FUORI ALFREDO DAL 41 BIS
PER LA SOLIDARIETÀ INTERNAZIONALE TRA GLI OPPRESSI
CONTRO TUTTI I PADRONI DELLA GUERRA E DELLO SFRUTTAMENTO

Con l’approssimarsi della scadenza dei primi quattro anni di applicazione, il 30 aprile il Ministero della Giustizia ha reso noto il rinnovo per altri due anni del regime di 41 bis nei confronti di Alfredo Cospito. Il 12 giugno è prevista l’udienza presso il Tribunale di Sorveglianza di Roma in merito al ricorso contro il rinnovo da parte del ministero.

Alfredo Cospito è un anarchico imprigionato nel 2012 per aver colpito uno dei massimi responsabili del disastro nucleare che verrà. Dopo quasi 10 anni di carcere, veniva trasferito nel più afflittivo e vessatorio regime detentivo esistente nelle carceri italiane. Un provvedimento in linea con le manovre repressive di tutti gli ultimi governi, quindi palese espressione di politiche di guerra interna, imposto con lo scopo di ammutolirlo e interrompere la circolazione dei suoi testi. Contestualmente, nella fase finale del processo anti-anarchico “Scripta Manent”, veniva messo a rischio di una condanna all’ergastolo ostativo.

Il movimento di solidarietà internazionale del 2022-’23, sviluppatosi particolarmente durante il lunghissimo sciopero della fame di Alfredo, ha infranto l’equilibrio politico e repressivo su cui si basava l’intento di annientamento totale rappresentato dalla combinazione del 41 bis con il rischio di una condanna all’ergastolo (all’epoca pressoché certa). Al tempo stesso, quella mobilitazione ha squarciato la coltre di silenzio imposta su un regime detentivo di tortura prima di allora intoccabile. Risale infine allo scorso anno il proscioglimento di 12 anarchici, tra cui Alfredo stesso, inquisiti a Perugia per la pubblicazione di un giornale anarchico rivoluzionario. Un’inchiesta che era stata un importante sostegno al trasferimento in 41 bis.

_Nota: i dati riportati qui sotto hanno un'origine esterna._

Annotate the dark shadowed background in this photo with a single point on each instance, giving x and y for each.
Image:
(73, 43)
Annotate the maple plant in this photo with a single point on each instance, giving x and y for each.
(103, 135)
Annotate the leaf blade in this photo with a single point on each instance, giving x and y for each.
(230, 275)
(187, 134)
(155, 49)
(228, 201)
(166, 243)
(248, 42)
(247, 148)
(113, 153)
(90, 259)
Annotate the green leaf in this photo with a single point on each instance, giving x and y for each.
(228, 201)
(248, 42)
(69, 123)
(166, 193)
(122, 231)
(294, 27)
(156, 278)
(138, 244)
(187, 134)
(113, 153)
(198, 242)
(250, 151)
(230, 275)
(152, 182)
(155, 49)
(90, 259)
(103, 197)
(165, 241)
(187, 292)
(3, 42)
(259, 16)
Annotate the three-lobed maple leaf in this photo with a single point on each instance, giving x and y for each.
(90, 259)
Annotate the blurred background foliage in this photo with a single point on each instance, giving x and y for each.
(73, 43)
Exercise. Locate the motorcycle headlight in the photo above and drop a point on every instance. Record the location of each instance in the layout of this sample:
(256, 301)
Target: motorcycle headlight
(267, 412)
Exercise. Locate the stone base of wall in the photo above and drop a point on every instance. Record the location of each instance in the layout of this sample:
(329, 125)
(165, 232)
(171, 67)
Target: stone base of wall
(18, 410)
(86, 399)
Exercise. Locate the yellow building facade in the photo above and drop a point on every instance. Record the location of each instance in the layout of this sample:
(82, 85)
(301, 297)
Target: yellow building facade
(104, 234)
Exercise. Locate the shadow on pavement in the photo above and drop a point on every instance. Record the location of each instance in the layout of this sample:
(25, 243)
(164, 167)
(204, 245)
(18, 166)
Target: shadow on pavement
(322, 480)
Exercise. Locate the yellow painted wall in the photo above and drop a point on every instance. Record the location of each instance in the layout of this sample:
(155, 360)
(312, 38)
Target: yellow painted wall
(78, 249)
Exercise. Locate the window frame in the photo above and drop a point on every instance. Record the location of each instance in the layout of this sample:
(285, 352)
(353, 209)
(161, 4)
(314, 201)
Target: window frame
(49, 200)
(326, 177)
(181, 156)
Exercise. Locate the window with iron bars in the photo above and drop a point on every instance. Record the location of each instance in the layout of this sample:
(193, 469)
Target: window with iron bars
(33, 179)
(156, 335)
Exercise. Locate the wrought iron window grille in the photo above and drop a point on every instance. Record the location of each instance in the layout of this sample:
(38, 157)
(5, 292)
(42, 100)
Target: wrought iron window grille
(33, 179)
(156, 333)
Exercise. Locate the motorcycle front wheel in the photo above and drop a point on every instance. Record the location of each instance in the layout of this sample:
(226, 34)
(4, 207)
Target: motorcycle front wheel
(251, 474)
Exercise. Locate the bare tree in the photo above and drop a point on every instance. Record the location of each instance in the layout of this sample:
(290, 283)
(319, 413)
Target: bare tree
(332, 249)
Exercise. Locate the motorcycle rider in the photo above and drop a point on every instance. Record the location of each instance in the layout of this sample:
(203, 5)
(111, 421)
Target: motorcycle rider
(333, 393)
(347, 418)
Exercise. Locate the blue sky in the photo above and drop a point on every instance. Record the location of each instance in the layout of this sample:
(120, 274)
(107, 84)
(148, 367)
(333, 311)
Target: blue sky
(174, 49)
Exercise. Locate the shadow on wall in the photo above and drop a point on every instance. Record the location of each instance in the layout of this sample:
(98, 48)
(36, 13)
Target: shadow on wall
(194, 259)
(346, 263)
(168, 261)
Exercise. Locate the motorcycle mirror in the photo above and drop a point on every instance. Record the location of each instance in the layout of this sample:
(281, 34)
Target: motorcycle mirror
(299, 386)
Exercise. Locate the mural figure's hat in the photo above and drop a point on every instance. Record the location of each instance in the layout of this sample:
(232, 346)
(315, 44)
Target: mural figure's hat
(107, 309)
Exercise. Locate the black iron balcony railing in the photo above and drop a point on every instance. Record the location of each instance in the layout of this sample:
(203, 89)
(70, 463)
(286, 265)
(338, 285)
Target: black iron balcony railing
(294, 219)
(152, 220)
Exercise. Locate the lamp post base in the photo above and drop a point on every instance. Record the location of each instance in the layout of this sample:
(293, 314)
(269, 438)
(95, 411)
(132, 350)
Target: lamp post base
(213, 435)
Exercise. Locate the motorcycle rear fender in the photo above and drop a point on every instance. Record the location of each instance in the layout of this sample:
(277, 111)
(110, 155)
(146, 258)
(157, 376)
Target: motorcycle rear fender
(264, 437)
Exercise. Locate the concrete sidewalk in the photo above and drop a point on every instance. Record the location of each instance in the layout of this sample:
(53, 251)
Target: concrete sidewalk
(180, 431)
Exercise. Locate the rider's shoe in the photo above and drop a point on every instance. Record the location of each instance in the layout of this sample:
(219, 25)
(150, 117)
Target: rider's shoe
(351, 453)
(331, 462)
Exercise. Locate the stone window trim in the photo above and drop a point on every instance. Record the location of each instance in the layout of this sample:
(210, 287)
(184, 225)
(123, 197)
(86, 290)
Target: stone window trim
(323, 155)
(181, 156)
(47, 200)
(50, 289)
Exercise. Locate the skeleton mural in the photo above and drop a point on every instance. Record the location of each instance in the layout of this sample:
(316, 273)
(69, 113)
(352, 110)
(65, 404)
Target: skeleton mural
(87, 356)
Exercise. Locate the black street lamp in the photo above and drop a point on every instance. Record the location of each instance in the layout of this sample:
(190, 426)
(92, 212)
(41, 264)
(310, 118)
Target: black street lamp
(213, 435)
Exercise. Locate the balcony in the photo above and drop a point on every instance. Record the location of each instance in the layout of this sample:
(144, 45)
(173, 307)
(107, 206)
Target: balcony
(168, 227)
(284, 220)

Alfredo Cospito è tutt’oggi recluso in quel regime di tortura bianca, pertanto la mobilitazione non è conclusa. Continuare a lottare contro il 41 bis non ha solamente a che vedere con il carcere e la repressione statale: la reclusione di alcuni rivoluzionari nelle sezioni speciali è un monito alle componenti più vive nell’ambito della lotta contro lo Stato e il capitalismo.

Continuare a lottare contro il 41 bis è quindi parte integrante di una prospettiva rivoluzionaria che non si estingue. Per una libertà autentica e integrale che ancora non esiste in questa realtà, ma che continua a pulsare nei nostri cuori, così come in quelli di coloro che hanno dato tutto sé stessi, fino alla fine e senza mezze misure. Sara Ardizzone e Alessandro Mercogliano, anarchici tragicamente morti in azione nel mese di marzo, sono tra questi compagni la cui coerenza e dignità continueranno a turbare il potere. Anche per loro prendiamo l’iniziativa.

VENERDÌ 12 GIUGNO 2026, ORE 09:00: PRESENZA SOLIDALE NEI PRESSI DEL TRIBUNALE DI SORVEGLIANZA DI ROMA, IN VIA TRIBONIANO.